閱讀為了隔濾 - 陶傑

蘋果日報 2011/07/25 00:00


與英語世界的作家交談,他們生長在自由民主的環境,童真和想像,很早就釋放,他們的世界很快樂。
雖然英國的天氣陰晦,森林、古堡、烏鴉,都造就成哈利波特的魔幻世界。
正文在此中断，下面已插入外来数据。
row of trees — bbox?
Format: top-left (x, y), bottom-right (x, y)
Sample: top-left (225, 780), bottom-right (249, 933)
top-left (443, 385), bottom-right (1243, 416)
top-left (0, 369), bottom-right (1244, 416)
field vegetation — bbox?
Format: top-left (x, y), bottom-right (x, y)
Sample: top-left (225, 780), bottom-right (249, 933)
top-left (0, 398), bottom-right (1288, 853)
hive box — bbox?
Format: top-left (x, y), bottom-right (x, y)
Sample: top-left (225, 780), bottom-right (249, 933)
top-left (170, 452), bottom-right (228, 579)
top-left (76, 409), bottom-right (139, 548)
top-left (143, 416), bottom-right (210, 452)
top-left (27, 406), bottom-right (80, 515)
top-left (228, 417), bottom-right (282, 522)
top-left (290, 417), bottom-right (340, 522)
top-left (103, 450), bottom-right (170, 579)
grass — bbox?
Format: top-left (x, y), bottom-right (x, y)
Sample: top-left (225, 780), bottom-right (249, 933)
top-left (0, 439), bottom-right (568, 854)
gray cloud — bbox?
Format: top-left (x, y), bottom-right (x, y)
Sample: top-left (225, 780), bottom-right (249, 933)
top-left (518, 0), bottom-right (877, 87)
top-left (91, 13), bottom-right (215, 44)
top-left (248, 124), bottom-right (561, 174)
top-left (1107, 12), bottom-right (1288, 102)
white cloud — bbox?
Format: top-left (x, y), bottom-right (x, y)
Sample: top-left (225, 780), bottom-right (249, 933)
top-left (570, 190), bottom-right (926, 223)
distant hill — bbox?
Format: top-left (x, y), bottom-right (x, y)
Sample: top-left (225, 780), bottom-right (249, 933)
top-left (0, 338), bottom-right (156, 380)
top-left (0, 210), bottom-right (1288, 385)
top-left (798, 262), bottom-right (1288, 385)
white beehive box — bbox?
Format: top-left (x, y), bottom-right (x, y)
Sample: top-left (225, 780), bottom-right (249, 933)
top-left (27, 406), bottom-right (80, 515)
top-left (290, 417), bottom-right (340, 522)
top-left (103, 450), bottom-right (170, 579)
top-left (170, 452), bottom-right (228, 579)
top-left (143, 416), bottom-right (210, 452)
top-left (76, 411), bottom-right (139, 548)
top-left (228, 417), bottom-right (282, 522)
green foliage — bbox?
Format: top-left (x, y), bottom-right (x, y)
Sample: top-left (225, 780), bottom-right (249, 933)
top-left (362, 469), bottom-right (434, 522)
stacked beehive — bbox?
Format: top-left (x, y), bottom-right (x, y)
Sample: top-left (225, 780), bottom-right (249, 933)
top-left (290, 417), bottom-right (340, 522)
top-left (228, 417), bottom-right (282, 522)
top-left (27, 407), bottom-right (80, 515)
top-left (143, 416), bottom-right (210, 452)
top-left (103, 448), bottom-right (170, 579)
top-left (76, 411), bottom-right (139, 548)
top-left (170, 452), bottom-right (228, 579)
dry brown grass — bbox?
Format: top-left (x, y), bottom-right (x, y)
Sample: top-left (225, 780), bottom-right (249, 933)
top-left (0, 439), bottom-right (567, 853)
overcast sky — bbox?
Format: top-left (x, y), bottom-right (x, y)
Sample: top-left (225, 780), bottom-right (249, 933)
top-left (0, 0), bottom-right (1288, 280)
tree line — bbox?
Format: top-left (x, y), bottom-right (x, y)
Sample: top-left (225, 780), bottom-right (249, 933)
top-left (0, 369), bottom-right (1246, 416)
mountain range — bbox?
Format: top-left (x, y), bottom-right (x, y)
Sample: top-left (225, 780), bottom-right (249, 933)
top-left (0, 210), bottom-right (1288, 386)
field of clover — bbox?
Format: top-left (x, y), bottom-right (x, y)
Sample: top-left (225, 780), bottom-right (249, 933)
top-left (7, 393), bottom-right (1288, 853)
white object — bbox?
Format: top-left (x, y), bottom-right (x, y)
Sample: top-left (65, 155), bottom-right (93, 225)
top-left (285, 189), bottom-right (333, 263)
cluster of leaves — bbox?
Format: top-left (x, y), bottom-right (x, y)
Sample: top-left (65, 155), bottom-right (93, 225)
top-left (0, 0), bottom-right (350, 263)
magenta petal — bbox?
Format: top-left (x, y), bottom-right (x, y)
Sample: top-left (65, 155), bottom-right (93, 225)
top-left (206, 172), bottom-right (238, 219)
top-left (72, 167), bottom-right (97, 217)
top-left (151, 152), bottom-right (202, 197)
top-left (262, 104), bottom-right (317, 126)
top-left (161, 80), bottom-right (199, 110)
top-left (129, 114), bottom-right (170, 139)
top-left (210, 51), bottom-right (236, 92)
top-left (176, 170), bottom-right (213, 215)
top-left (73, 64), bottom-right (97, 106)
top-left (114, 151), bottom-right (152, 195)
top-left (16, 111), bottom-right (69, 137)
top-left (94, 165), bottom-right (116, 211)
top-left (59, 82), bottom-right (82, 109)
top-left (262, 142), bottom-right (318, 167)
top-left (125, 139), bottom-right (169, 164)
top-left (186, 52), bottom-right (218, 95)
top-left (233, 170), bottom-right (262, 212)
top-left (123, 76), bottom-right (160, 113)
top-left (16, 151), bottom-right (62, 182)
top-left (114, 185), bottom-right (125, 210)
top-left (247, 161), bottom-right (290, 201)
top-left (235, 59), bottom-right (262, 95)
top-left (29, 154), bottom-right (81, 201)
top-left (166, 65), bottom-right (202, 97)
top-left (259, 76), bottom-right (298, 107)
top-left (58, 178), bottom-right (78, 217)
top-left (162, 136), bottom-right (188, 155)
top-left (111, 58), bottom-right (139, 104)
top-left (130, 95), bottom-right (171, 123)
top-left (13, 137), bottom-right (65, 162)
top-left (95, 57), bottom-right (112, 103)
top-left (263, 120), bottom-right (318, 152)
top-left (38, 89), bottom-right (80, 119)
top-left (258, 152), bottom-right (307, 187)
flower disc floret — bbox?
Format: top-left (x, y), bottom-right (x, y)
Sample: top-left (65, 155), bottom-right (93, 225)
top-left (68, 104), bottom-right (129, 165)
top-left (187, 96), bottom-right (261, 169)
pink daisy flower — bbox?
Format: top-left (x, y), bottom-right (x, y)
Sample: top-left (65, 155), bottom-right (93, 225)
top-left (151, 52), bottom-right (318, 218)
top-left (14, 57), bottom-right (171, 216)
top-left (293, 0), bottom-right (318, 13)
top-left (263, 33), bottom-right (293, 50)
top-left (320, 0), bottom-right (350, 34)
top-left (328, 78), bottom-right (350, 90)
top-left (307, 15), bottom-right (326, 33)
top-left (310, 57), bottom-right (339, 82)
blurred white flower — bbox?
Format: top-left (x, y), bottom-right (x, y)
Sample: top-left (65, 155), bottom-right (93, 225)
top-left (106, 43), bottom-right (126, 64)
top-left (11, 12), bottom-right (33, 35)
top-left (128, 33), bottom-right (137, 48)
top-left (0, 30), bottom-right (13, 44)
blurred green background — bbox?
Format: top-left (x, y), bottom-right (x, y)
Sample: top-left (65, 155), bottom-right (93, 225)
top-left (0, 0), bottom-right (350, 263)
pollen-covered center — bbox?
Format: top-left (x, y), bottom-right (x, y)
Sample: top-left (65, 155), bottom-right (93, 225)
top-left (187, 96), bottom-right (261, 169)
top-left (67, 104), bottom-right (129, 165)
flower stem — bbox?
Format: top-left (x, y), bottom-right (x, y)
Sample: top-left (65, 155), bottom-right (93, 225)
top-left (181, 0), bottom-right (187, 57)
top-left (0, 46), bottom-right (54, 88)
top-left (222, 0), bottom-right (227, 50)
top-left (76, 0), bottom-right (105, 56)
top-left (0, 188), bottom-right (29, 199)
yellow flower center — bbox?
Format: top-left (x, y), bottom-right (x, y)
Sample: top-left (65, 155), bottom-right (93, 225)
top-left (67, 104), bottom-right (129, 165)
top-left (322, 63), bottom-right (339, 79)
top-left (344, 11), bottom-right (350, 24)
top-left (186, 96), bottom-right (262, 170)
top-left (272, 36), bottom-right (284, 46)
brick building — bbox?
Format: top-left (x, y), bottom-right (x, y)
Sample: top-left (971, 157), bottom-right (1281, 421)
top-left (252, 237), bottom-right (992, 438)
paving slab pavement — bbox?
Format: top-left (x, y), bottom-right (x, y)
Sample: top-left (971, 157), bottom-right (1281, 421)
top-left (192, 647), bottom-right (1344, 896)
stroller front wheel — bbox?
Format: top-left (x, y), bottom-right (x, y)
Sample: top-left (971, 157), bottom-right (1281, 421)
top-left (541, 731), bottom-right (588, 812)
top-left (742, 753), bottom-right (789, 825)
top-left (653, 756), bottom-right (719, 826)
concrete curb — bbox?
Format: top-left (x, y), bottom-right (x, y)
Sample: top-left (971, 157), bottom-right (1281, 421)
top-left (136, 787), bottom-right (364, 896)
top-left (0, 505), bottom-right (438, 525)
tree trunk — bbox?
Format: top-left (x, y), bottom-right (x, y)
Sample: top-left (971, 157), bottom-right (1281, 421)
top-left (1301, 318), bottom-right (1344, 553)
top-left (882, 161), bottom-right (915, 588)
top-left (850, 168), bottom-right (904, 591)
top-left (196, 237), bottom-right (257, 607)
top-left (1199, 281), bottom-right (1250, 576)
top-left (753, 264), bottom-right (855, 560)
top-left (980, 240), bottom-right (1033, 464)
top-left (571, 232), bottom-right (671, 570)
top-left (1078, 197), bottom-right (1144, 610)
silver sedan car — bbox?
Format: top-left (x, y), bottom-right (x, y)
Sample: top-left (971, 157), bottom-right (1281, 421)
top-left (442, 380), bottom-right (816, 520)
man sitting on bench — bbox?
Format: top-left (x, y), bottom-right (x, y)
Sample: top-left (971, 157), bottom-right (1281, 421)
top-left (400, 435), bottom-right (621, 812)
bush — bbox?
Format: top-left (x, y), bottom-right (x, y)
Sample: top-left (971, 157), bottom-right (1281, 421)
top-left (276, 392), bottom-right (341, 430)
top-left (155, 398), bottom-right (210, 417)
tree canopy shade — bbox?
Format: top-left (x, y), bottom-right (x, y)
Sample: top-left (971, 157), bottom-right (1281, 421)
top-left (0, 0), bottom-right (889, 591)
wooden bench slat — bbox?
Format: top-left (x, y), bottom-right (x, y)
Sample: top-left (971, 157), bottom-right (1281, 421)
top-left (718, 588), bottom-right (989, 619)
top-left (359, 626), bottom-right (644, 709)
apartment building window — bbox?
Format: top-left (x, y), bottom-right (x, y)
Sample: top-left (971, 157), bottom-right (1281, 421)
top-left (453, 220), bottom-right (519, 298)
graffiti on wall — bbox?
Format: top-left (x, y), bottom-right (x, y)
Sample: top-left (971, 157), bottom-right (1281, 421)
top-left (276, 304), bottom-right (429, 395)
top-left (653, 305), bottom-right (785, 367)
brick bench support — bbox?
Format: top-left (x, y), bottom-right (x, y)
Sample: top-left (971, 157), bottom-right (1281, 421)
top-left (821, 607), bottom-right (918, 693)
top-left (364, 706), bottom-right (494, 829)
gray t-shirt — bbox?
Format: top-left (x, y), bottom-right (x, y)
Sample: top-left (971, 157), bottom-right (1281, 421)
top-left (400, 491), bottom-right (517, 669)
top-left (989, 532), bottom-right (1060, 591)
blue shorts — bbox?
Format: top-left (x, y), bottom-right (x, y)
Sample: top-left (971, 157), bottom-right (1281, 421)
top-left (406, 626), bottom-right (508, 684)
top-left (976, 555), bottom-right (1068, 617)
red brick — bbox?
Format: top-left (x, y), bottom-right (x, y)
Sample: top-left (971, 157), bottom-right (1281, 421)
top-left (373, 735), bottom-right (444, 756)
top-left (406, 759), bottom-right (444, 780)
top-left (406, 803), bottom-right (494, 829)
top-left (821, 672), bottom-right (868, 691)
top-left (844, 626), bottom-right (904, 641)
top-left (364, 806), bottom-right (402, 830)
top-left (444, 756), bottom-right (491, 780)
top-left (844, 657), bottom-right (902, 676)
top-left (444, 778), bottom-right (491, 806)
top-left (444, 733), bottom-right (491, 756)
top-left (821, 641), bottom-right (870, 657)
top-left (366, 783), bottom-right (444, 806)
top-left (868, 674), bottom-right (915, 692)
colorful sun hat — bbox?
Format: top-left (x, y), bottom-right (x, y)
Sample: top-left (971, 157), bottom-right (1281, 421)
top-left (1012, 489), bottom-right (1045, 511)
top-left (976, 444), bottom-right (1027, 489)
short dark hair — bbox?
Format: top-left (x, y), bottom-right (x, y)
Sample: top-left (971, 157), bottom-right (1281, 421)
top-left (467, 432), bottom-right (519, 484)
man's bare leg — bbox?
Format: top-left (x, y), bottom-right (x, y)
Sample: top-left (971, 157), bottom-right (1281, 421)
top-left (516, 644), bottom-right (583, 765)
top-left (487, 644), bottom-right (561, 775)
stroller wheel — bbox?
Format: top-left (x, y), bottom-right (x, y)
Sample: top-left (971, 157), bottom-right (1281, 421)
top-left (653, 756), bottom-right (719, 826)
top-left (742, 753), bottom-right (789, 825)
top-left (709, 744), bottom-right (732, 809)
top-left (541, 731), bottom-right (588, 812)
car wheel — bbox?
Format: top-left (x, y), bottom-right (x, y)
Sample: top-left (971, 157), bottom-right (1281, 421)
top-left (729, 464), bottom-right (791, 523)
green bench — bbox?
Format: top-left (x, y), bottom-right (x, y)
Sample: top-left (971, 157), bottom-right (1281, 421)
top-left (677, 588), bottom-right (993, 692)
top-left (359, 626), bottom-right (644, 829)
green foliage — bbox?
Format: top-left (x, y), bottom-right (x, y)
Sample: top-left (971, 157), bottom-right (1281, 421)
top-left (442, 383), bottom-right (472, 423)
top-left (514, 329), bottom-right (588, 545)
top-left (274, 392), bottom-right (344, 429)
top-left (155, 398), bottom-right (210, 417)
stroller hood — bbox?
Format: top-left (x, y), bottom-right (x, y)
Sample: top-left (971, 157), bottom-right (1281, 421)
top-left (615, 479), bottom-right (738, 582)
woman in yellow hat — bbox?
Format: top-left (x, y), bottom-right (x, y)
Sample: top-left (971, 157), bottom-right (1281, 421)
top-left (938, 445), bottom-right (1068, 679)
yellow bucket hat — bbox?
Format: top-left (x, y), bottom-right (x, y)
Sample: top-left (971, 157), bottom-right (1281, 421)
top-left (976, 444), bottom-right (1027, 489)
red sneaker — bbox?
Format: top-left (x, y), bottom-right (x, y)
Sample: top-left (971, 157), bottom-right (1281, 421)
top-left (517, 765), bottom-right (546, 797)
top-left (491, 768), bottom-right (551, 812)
美國的作家也一樣,講述寫作經驗:萬聖節、南瓜燈、月圓之夜,童年的奇趣成為成人的創作泉源。英語世界的作家,只要作品暢銷,一生都是快樂人。
他們有幸投對了胎:三百年來,西方沒有帝皇獨裁,英語世界即使在最黑暗的中世紀,也沒有文字獄。西方的作家不想用他們的文筆,靠攏哪一個朝廷的帝皇。他們的人格獨立,用文字開拓了自己的領土,西方的作家,不管有沒有名堂,每一個人,就是一個獨立的國家。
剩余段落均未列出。